"I have learned that
people can forget what you said,
people can forget what you did,
but people will never forget
how you made them feel. "
- Maya Angelou
My little sister Amelia: she was strong, she managed to overcome my death without throwing herself into that dark tunnel that she had conditioned part of her life; she was at Meredith's side even when she pushed her away and pushed her away. I am proud of her, of the wonderful work she has done to her so far because she continues to carry the surname Shepherd always high, she continues to fight for impossible causes just like I did. I'm sorry for how things went with Owen but I wanted to tell her not to stop believing in love because you know: it comes when you least expect it.
I would have liked to congratulate Owen because, after all he has been through, he is back in the army again to fight for his country, it means having courage to spare and an infinite love for the people.

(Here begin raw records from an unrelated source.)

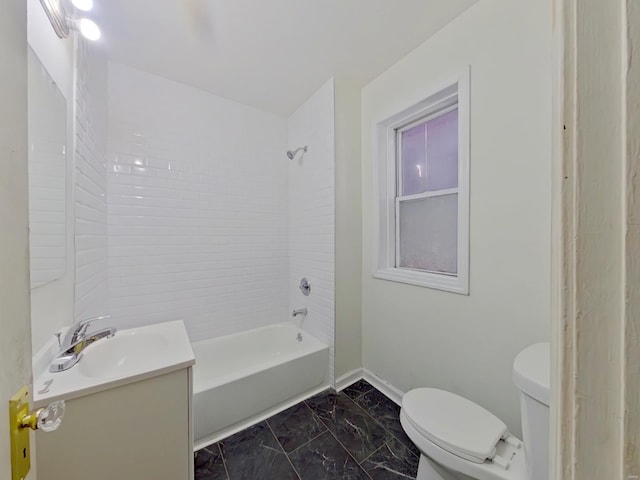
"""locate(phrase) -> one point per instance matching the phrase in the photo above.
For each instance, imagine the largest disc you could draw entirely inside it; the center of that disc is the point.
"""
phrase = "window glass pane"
(442, 151)
(414, 160)
(429, 234)
(429, 155)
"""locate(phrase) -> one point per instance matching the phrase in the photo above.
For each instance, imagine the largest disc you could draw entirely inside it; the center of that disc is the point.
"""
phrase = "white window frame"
(437, 101)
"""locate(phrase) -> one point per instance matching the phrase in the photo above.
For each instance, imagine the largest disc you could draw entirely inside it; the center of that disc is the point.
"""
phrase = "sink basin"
(126, 351)
(130, 356)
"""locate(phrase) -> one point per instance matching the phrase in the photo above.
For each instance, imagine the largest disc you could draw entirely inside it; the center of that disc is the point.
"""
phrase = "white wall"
(15, 348)
(90, 185)
(52, 303)
(197, 202)
(348, 225)
(414, 336)
(312, 214)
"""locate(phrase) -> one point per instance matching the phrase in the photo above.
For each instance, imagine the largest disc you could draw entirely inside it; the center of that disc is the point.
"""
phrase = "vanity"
(128, 409)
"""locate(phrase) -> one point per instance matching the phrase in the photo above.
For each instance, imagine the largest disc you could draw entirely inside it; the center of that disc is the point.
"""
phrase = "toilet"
(460, 440)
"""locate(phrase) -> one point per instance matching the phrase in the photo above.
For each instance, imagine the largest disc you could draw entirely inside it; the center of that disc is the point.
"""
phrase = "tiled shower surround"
(355, 434)
(197, 196)
(203, 225)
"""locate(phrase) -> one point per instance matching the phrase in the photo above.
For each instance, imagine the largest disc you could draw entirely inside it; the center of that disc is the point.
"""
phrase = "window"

I was grateful for the support and strength he had provided to Amelia, but at the same time I wanted to beat him up for what he had done to her. Yet I can't and couldn't really be angry with him: we all knew that Owen and Cristina are destined to be, time has simply confirmed it.
Cristina… after saving my life she became like a sister to me. Congratulations and best wishes could not be missing, not after the victory of 2 Harper Avery. I have always known about her incredible talent but I think she could have more than devoted her life solely and exclusively to surgery. I am grateful to you for being next to Meredith. In those years she had changed so many men that she didn't realize that not all of them could be Owen Hunt. Just like Owen, I wanted to tell her to run to her person, to take care of her before her fate would tear her away without giving her the chance to say I love you one last time.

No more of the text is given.